Bellio adds that building a lost or lost cause narrative has a strategic goal of showing that the white race is “at risk”.
The new Crusaders
In his article in the American Time magazine, Castner goes on to say that the symbols of white power are gaining great importance in the circles of Russian mercenaries, and it is no surprise that, since the collapse of the Soviet Union, they have produced their own version of the lost cause.
The writer believes that the Wagner Group emerged from a “toxic” combination of the internal collapse of the Soviet security services, the lack of job opportunities for young people, and the emergence of white racist groups.
According to the article, Wagner in its current form is a group of private companies, all of which are under the control of an ally of Putin, who was recently seen in eastern Ukraine, Yevgeny Prigozhin, who denies his connection to the group, but rather asserts that it does not exist.

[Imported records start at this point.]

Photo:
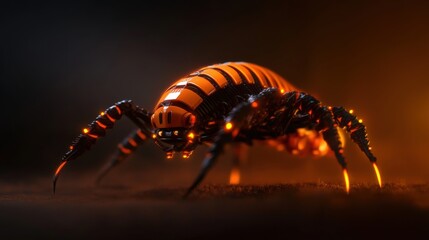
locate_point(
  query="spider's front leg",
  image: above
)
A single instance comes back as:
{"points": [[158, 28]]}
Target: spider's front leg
{"points": [[240, 118], [100, 125]]}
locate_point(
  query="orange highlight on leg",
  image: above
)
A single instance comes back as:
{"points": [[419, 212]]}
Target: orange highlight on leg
{"points": [[377, 172], [59, 168], [234, 177], [346, 179]]}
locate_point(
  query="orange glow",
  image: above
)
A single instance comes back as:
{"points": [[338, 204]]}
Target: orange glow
{"points": [[92, 135], [377, 172], [346, 179], [191, 135], [323, 147], [132, 142], [59, 168], [193, 120], [234, 177], [124, 149], [101, 125], [141, 135], [110, 118]]}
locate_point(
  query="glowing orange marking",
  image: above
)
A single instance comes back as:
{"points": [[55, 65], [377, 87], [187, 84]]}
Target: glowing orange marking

In response to a journalist’s question, Prigozhin described American and European civilization as being in a moribund state led by “a pathetic bunch of perverts who are in danger.”
The writer recalls that Wagner’s mercenaries fought wars in Ukraine and Libya in support of retired Major General Khalifa Haftar, Sudan, the Central African Republic, Mali, and Syria.
Castner quotes Candice Rondo, professor of Russian, Eurasian, and Oriental Studies at Arizona State University, as saying that the narrative often circulated on the Internet between white supremacist Americans and Russians is that the rise of the Islamic State also betrays a clash of civilizations.